I know if we have a compact simply connected 3-manifold with boundary, then the boundary will be $S^2$. The argument is as following
1) $H_1(M)\simeq 0$;
2) Poincare duality $H_2(M,\partial M)\simeq H^1(M)\simeq 0$;
3) Long exact sequence we have
$$\to H_2(M,\partial M)\to H_1(\partial M)\to H_1(M)\to$$
Thus $H_1(\partial M)\simeq 0$ and $\partial M\cong S^2$. Now if we do same argument for 4-dimensional compact simply connected manifold with boundary we cannot say anything about 1st and 2nd homology groups, like we could above.
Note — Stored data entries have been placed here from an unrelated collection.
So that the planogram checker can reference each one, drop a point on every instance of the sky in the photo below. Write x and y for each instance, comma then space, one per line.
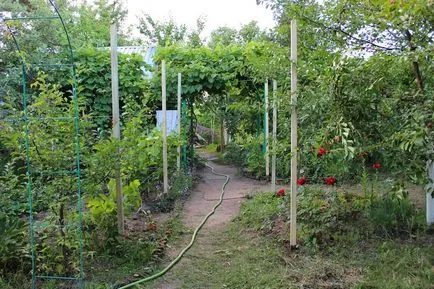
232, 13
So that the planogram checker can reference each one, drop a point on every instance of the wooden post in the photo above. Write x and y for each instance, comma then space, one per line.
266, 130
116, 124
293, 227
273, 160
178, 158
222, 134
429, 198
164, 126
212, 129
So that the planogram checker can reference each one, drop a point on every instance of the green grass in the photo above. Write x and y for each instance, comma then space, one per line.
241, 257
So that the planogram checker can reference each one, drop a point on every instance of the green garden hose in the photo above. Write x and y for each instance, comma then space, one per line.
193, 237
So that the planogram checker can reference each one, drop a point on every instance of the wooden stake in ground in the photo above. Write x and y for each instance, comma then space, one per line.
116, 123
429, 198
178, 158
273, 160
164, 126
293, 228
266, 130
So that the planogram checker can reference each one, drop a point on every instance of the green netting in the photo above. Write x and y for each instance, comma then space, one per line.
34, 224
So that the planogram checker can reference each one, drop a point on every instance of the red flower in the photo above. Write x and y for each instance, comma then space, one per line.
321, 151
280, 193
330, 181
301, 181
152, 226
376, 165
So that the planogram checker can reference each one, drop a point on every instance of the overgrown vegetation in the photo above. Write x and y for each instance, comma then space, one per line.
365, 109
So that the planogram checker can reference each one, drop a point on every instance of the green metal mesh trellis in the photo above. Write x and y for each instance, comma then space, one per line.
31, 172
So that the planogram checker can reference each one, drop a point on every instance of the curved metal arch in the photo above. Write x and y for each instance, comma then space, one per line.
26, 140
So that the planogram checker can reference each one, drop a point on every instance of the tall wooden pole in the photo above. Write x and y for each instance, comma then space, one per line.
293, 228
116, 123
273, 160
164, 126
266, 130
178, 158
429, 198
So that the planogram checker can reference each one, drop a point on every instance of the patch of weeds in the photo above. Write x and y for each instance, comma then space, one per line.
392, 265
259, 212
179, 187
393, 215
141, 256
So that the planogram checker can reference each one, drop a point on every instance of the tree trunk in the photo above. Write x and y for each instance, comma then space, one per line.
222, 134
416, 68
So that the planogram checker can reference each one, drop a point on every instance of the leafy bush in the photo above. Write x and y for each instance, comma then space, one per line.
102, 216
180, 184
325, 217
13, 244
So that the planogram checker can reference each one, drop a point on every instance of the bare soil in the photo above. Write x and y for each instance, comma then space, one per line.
203, 197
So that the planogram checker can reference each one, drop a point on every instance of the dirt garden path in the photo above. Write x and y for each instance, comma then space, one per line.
203, 197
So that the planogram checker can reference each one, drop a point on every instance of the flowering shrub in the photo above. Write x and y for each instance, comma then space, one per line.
330, 181
376, 166
301, 181
321, 151
280, 193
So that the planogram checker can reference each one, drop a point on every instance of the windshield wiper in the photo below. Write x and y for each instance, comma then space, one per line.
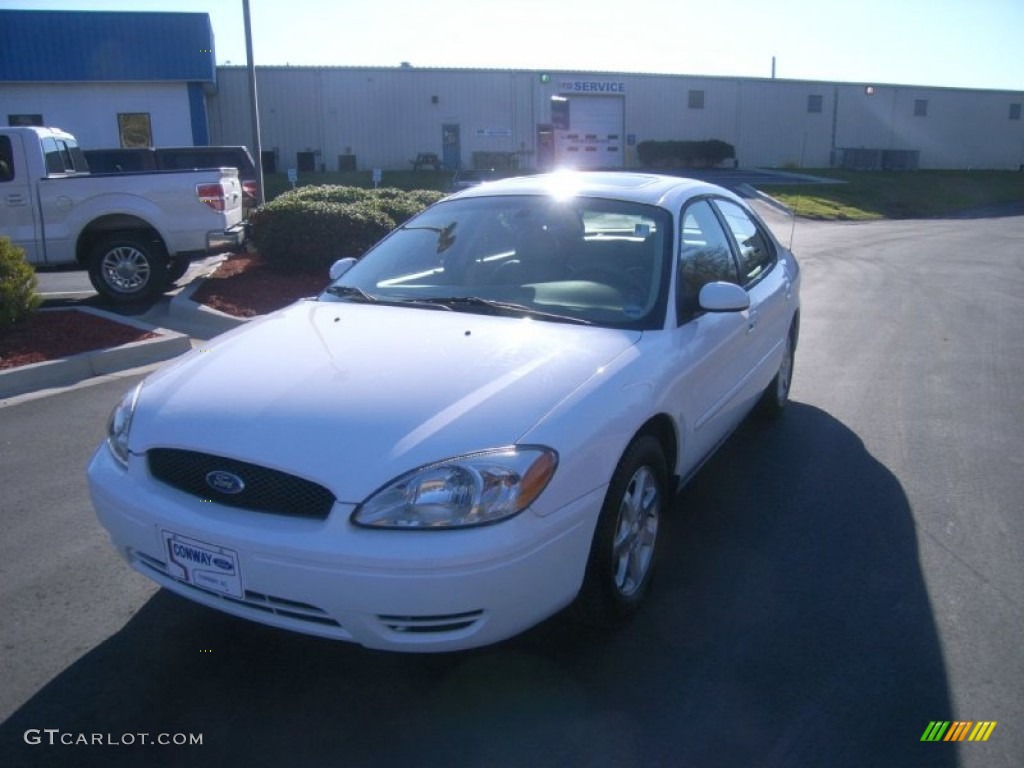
505, 308
351, 292
357, 294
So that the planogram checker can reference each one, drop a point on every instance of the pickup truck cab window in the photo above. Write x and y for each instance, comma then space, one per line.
6, 160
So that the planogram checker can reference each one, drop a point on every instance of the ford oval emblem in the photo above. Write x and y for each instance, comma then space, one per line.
225, 482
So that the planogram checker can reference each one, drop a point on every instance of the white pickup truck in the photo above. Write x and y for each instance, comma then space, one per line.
135, 232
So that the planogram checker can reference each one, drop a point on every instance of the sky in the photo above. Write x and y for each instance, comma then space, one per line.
954, 43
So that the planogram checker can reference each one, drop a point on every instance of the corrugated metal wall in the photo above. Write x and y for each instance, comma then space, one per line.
89, 111
385, 117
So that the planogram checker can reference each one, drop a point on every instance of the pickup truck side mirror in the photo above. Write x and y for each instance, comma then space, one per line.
724, 297
340, 267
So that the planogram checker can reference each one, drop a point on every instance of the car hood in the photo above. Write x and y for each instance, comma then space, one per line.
351, 395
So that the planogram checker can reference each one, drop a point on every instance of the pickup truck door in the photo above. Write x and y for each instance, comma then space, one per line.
19, 219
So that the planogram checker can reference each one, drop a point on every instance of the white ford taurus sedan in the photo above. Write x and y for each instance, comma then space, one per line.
479, 423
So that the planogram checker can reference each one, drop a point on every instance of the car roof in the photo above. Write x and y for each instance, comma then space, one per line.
668, 192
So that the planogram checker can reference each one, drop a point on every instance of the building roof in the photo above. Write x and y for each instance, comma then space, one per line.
87, 46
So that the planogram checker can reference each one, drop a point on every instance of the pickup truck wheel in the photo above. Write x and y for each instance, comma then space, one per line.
128, 268
176, 270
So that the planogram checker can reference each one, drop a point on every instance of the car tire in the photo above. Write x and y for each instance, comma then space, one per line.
126, 268
623, 552
776, 395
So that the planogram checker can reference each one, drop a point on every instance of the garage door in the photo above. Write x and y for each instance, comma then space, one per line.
594, 136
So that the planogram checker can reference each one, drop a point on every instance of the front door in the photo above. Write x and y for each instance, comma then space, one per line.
451, 146
18, 219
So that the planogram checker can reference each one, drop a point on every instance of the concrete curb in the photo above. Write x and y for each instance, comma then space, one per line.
68, 371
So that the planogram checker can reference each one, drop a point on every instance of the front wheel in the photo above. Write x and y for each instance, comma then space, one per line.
128, 268
623, 553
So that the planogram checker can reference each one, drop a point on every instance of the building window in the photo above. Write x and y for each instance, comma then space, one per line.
17, 120
134, 129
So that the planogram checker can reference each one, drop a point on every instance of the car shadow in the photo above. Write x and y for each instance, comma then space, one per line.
790, 625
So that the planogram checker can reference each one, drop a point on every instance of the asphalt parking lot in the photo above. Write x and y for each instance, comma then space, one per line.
832, 584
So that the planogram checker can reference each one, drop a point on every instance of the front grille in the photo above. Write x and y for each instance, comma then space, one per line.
262, 489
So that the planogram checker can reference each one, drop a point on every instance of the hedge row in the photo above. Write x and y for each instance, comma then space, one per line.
312, 226
18, 297
685, 154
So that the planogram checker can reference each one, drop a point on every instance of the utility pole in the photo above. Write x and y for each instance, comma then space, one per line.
257, 146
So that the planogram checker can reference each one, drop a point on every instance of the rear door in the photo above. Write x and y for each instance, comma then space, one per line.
714, 348
764, 276
19, 220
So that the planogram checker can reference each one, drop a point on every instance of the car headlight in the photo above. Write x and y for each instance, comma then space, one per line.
465, 491
119, 425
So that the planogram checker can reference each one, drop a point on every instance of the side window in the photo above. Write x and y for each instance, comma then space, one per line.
54, 163
756, 253
6, 160
705, 256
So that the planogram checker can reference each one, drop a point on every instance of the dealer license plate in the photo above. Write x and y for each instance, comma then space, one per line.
206, 565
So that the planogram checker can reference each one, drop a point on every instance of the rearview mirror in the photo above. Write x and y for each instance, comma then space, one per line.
724, 297
340, 267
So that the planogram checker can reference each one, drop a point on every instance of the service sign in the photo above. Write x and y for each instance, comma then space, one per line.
592, 86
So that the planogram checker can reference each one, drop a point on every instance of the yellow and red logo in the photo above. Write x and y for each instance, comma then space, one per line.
958, 730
I think $\partial M\cong S^3, S^1\times S^2, L(p,q)$, but the argument doesn't work. How can I show this?
There are many more 3-manifolds that arise as the boundary of compact contractible 4-manifolds than just those, including some Brieskorn spheres like $\Sigma(2,3,13)$. The keyword you want is Mazur manifold. It is my impression that, and I would be surprised if it weren't true, there is not much known about what 3-manifolds arise as the boundary of a Mazur manifold.
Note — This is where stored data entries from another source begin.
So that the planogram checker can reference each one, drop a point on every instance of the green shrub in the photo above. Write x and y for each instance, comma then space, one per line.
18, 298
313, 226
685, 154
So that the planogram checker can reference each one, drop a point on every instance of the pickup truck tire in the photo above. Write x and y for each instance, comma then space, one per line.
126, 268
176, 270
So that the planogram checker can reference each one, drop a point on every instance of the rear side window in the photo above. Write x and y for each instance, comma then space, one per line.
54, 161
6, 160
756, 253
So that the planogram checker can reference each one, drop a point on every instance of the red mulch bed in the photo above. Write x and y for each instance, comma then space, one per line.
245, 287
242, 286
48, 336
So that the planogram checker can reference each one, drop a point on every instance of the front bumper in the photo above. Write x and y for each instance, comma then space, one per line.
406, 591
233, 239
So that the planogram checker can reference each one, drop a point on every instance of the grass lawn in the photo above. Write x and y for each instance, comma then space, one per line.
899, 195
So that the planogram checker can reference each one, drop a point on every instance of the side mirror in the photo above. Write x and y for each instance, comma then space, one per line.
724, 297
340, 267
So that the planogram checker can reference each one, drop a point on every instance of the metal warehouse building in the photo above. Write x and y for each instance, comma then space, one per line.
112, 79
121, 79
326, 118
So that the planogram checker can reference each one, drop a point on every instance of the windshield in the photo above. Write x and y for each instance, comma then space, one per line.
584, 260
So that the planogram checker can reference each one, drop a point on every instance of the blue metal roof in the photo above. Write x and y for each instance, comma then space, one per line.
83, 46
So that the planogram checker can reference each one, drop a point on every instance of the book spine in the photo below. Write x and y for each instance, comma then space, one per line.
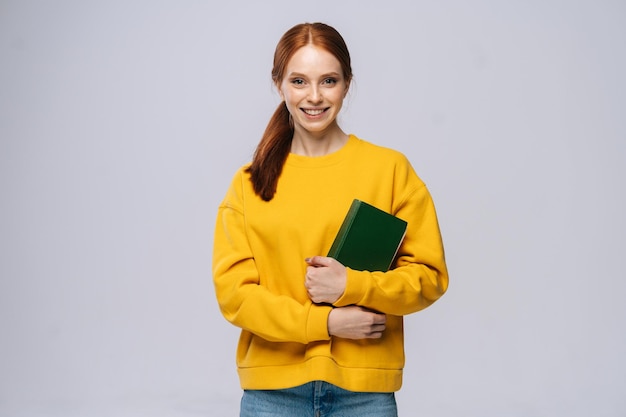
342, 234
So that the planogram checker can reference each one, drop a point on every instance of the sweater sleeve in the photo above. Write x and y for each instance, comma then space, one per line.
420, 275
244, 302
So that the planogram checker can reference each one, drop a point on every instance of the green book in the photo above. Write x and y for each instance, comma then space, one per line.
368, 239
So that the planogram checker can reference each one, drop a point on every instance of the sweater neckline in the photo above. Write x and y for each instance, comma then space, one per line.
325, 160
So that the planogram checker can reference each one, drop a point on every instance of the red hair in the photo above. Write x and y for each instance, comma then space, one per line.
275, 144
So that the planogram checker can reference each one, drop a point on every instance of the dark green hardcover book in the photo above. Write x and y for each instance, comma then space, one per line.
368, 239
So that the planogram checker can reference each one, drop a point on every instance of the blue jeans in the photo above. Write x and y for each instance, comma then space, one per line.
317, 399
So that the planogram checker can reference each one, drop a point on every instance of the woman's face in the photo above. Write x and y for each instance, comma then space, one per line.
313, 89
Now if you just want simply connected, every orientable 3-manifold bounds a simply connected 4-manifold. First recall the Lickorish-Wallace theorem that every oriented 3-manifold $M$ arises from surgery on a link in $S^3$. This defines a cobordism $W: S^3 \to M$ that's obtained by attaching 2-handles to $S^3 \times I$; this remains simply connected. Now simply cap off the copy of $S^3$ with a ball. This gives a simply connected 4-manifold that bounds $M$.
(Of course, a non-orientable 3-manifold cannot bound a simply connected 4-manifold. For simple connectedness implies the 4-manifold is orientable; and the boundary of an orientable manifold is orientable.)